EXHIBIT 8.1
January 23, 2006
AmericanWest Bancorporation,
41 West Riverside Avenue, Suite 400,
Spokane, Washington 99201.
Ladies and Gentlemen:
We have acted as counsel to AmericanWest Bancorporation, a Washington corporation (“AmericanWest “), in connection with the planned merger (the “Merger”) of Columbia Trust Bancorp, a Washington corporation (“Columbia”), with and into AmericanWest , pursuant to the Agreement and Plan of Merger (the “Agreement”), dated as of November 29, 2005, by and between AmericanWest and Columbia as described in the Joint Proxy Statement-Prospectus of AmericanWest and Columbia (the “Joint Proxy Statement-Prospectus”), which is part of the Registration Statement on Form S-4 of AmericanWest filed in connection with the Merger. All capitalized terms used and not otherwise defined herein have the meanings provided in the Agreement.

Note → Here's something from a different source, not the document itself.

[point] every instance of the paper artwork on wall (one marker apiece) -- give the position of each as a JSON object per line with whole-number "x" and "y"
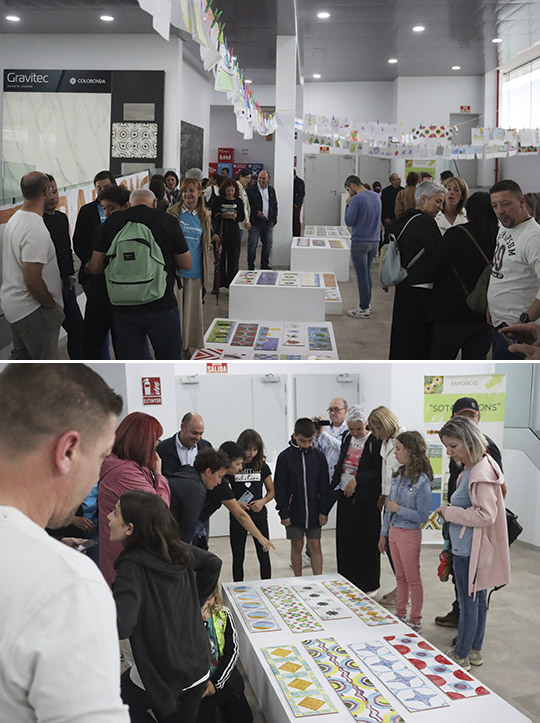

For purposes of this opinion, we have reviewed the Agreement and such other documents and matters of law and fact as we have considered necessary or appropriate, and we have assumed, with your consent, the following:
(i) The Merger will be completed in the manner set forth in the Agreement and the Joint Proxy Statement-Prospectus; and
(ii) The representations contained in the letters of representation from AmericanWest and Columbia to us, both dated January 23, 2006 were true and complete when made and will be true and complete at the Effective Time, in each case without regard to any qualifications as to knowledge, belief or intent.
On the basis of the foregoing, and our consideration of such other matters of fact and law as we have deemed necessary or appropriate, it is our opinion, under presently applicable federal income tax law which may change prior to the effective date, that:
(i) The Merger will be treated for federal income tax purposes as a “reorganization” within the meaning of Section 368(a) of the Internal Revenue Code of 1986, as amended (the “Code”); and
(ii) Each of AmericanWest and Columbia will be a party to the reorganization within the meaning of Section 368(b) of the Code.
This opinion is limited to the federal income tax laws of the United States and does not purport to discuss the consequences or effectiveness of the Merger under any other laws.
We hereby consent to the reference to us under the heading “Material United States Federal Income Tax Considerations of the Merger” in the Joint Proxy Statement-Prospectus and the filing of this opinion as an exhibit to the Registration Statement. In giving this consent, we do not hereby admit that we are within the category of persons whose consent is required under Section 7 of the Securities Act of 1933, as amended, or the rules and regulations of the Securities and Exchange Commission thereunder.